Développer mes activités.
Employer des travailleurs à bas coût pour devancer mes concurrents.
La nationalité, la race ou la religion du travailleur ne m'intéressent guère.
Je me concentre sur la rentabilité et l'efficacité de mon entreprise.
Je cherche à produire la meilleure qualité au moindre coût. En produisant le produit recherché sur le marché au prix le plus bas, je dois être devant mes concurrents.
Je dois payer le moins d'impôts possible, voire aucun si possible, et accéder au financement le moins cher par le moyen le plus simple.
En parlant de financement, cela m'a rappelé le prêt que j'ai contracté l'année dernière.
J'ai obtenu un prêt d'investissement d'un million de lires auprès d'une banque publique avec un taux d'intérêt de 10 %.
La banque est vigilante, bien sûr, elle n'a pas envoyé le prêt sur mon compte.

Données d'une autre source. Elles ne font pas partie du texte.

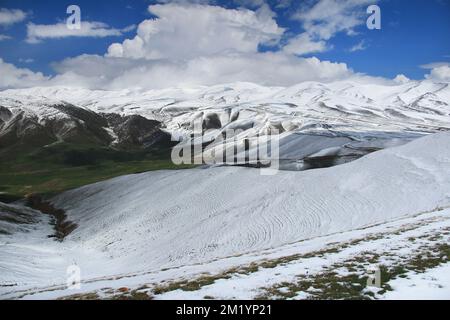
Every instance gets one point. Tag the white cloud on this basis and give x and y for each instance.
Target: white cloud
(189, 45)
(360, 46)
(434, 65)
(440, 74)
(303, 44)
(328, 17)
(263, 68)
(11, 16)
(189, 31)
(4, 37)
(28, 60)
(13, 77)
(401, 78)
(37, 32)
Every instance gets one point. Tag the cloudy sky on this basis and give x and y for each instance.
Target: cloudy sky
(157, 44)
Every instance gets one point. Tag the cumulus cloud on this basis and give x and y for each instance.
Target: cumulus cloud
(11, 16)
(324, 19)
(13, 77)
(327, 17)
(401, 78)
(188, 31)
(4, 37)
(263, 68)
(190, 45)
(440, 74)
(303, 44)
(359, 46)
(37, 32)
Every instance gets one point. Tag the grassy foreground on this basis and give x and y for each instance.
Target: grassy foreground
(64, 166)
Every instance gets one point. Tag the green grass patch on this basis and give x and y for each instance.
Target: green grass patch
(64, 166)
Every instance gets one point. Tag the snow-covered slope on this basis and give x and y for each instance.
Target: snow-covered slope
(415, 105)
(345, 118)
(156, 220)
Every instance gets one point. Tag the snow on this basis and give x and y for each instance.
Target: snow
(433, 284)
(168, 224)
(136, 224)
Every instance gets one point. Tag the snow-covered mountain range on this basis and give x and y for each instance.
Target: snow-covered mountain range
(344, 118)
(169, 224)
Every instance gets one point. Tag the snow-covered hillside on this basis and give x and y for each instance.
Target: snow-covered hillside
(155, 221)
(344, 119)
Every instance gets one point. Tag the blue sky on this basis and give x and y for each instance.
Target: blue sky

Elle a exigé la facture de la matière première que j'allais acheter pour ma production.
Elle a effectué le paiement directement à l'entreprise émettrice de la facture.
Eee, la banque est vigilante, mais ne le sommes-nous pas aussi ?
Je n'ai pas pris la marchandise auprès de l'entreprise qui a émis la facture, je lui ai demandé de la vendre à quelqu'un d'autre.
En échange d'une petite commission, elle m'a rétrocédé par la porte dérobée le prêt d'investissement que la banque lui avait envoyé.
Maintenant, j'ai placé le prêt obtenu à 10 % d'intérêt dans une autre banque publique, avec un taux d'intérêt de 60 %.
J'ai reporté la production à une date indéterminée.
Cependant, en faisant de la production, j'aurais gagné 10 fois moins que ce que j'ai gagné en intérêts sans rien faire, après avoir déduit les salaires des ouvriers, les impôts et les autres frais.
Eee, pourquoi devrais-je voter pour quelqu'un d'autre ?
Tant que nous continuerons à faire d'une pierre deux coups de cette manière, il semble peu probable que nous sortions de la spirale de la crise.